Biocompatibility, cell adhesion, and degradation of surface-modified biodegradable polymers designed for the upper urinary tract.

OBJECTIVES: The aim of this study was to develop a short bioresorbable ureteric stent and to characterize polymers and their surface modifications with respect to biocompatibility, degradation kinetics, cell adhesion properties, and incorporation of biologically active substances. Poly(D,L-lactide) PDLLA, poly(D,L-lactide-co-glycolide) PDLLA-co-GLY, and poly(D,L-lactide-co-trimethylenecarbonate) PDLLA-co-TMC were chosen as basic polymers. Surface modification was performed by plasma-induced graft polymerization and included grafting with hydroxyethylmethacrylate (HEMA), oligo(ethyleneoxide)-monomethacrylate (OEOMA), and acrylic acid (AAC). Biocompatibility of the polymers was assessed in vitro applying parameters of cell morphology, proliferative activity, and cell adhesion.

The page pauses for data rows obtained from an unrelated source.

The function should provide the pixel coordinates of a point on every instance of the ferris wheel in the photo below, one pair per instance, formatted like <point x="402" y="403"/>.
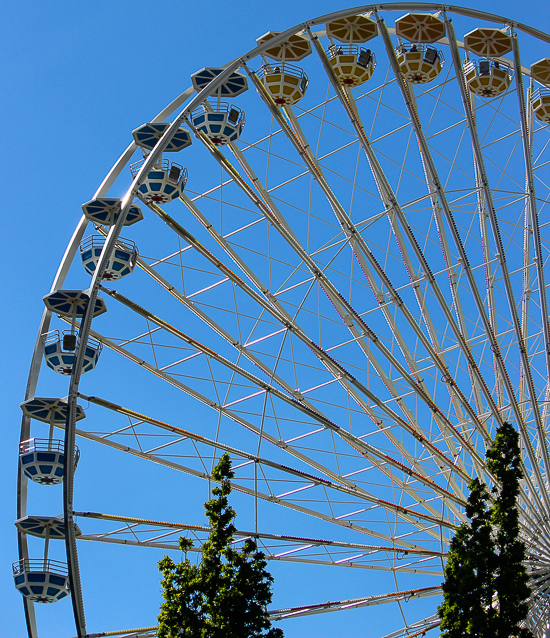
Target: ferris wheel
<point x="340" y="282"/>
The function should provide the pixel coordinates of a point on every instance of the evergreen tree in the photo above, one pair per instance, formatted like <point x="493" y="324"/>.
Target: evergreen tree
<point x="226" y="595"/>
<point x="511" y="579"/>
<point x="467" y="588"/>
<point x="486" y="584"/>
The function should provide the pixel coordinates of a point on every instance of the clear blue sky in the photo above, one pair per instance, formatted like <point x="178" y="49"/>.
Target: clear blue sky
<point x="77" y="77"/>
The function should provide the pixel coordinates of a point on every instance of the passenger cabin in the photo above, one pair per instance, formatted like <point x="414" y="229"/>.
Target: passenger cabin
<point x="285" y="83"/>
<point x="219" y="121"/>
<point x="352" y="65"/>
<point x="164" y="182"/>
<point x="487" y="78"/>
<point x="419" y="63"/>
<point x="59" y="352"/>
<point x="121" y="262"/>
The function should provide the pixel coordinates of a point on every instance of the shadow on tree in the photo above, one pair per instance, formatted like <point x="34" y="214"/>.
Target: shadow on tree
<point x="227" y="593"/>
<point x="486" y="584"/>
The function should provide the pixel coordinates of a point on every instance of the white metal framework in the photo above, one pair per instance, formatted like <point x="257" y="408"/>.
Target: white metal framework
<point x="348" y="297"/>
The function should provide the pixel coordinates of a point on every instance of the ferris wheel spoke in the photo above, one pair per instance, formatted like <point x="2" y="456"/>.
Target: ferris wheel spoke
<point x="435" y="181"/>
<point x="357" y="390"/>
<point x="346" y="520"/>
<point x="340" y="481"/>
<point x="438" y="198"/>
<point x="390" y="201"/>
<point x="346" y="98"/>
<point x="532" y="226"/>
<point x="527" y="445"/>
<point x="302" y="148"/>
<point x="419" y="628"/>
<point x="367" y="601"/>
<point x="384" y="462"/>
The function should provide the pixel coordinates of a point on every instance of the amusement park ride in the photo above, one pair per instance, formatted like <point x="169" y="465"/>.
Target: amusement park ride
<point x="352" y="287"/>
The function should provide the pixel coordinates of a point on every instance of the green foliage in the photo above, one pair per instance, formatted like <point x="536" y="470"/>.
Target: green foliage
<point x="226" y="595"/>
<point x="486" y="584"/>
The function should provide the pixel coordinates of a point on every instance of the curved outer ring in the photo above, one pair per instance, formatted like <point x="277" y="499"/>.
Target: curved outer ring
<point x="72" y="559"/>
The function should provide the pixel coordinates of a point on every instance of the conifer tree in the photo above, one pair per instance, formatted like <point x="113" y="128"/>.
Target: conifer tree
<point x="486" y="584"/>
<point x="511" y="579"/>
<point x="226" y="595"/>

All polymers were biocompatible and exerted no toxic effect on urothelial cell lines and on primary human urothelial cell cultures. A markedly reduced cell adhesion could be achieved in polymers grafted with HEMA, OEOMA, and AAC. Our results indicate that surface modification of bioresorbable polymers by grafting with HEMA, OEOMA, or AAC is an efficient approach to improve surface properties with respect to biocompatibility and cell adhesion properties.